Hi, This is not generic topic about having different addresses for present and passport address. But specific under that category. 

Note: My case is for PCC for VISA and not for passport.

My passport address is of Gujarat. I'm staying in Pune for past 7 years. I changed my home 11 months back. I applied for the PCC with the same address as present address. There was no option to mention previous address in the online form(offline form as well). 

After police inquiry, my report is with Pune RPO. They are saying that the report is not clear because my present address stay is only 11 months. 

As the online/offline form doesn't have previous address field for PCC for VISA, this happened.

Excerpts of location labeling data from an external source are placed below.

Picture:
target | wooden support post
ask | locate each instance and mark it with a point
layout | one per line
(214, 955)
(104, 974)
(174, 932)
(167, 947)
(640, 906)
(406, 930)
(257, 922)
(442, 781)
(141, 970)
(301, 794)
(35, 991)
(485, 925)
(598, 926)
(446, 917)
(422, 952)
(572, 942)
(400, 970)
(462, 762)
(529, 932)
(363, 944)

Does anyone have similar experience?
What will happen next?


----------



## dragonfly21 (Aug 30, 2013)

divyangpatel009 said:


> Hi, This is not generic topic about having different addresses for present and passport address. But specific under that category.
> 
> Note: My case is for PCC for VISA and not for passport.
> 
> ...


But you were in Pune for that one month too, were you not? In that case,as far as I know, it should not be a problem since the police check is from the commissioners office which checks your record in the whole city. I think the police is playing you to get some money.


----------



## DEVESH_27 (Jan 18, 2013)

divyangpatel009 said:


> Hi, This is not generic topic about having different addresses for present and passport address. But specific under that category.
> 
> Note: My case is for PCC for VISA and not for passport.
> 
> ...


Go to the commissioner office, pay 2k to 4k, and your PCC will be cleared within one day.


----------



## oorvee (Mar 21, 2013)

divyangpatel009 said:


> Hi, This is not generic topic about having different addresses for present and passport address. But specific under that category.
> 
> Note: My case is for PCC for VISA and not for passport.
> 
> ...


Hi,
Mine was similar case. Passport from Gujrat and staying in Mum for last 9 yrs. I have mumbai add proof as well in terms of aadhaar, ele bill etc.
Pl note that it took 40 days for PCC to get cleared as I had been told that it is as good as new pass port police verification. 
But if in Pune you staying on rent , and if police verification has been done before 1 yr than they will issue PCC same day( Like my husband, passport form bhopal, staying on rent in Mumbai, Got PCC same day).

So if passport and current add is diff it only means longer wait period.

Hope this helps. All the best. PM me if you need any further help.


----------



## dragonfly21 (Aug 30, 2013)

divyangpatel009 said:


> Hi, This is not generic topic about having different addresses for present and passport address. But specific under that category.
> 
> Note: My case is for PCC for VISA and not for passport.
> 
> ...


My wife has a similar case. Stayed till august at one address and then in another in same city. She applied on Tuesday, went to police station on thursday for additional form fill up. Will let you know how it goes.


----------



## dragonfly21 (Aug 30, 2013)

My wife got a message today that her PCC is ready


----------



## sunnyboi (Jul 10, 2013)

In a dilemma and don't mean to hijack your thread, but guess it should be able to add some information. I'm still in the process of ACS and we want to move our house. Considering the EOI and the invite, I'm not sure when the timeline would be. If we stay in a different house for just around 2 months and I've got my passport renewed and the address changed to the present address just 3 months back, would the PCC still need to be mentioned to the new address? Will that be a problem? We anyway stay in my uncle's house for rent and can come and stay here till all this is done and go back to my new house. Is this feasible?


----------



## SNCJ (May 29, 2013)

Hi,

Both mine and my wife's passport are not from Pune. In order to get PCC done from PSK Pune, what are the steps, documents required and timelines? Also do you know of any agent who can help in getting the PCC done and the charges for the same?


----------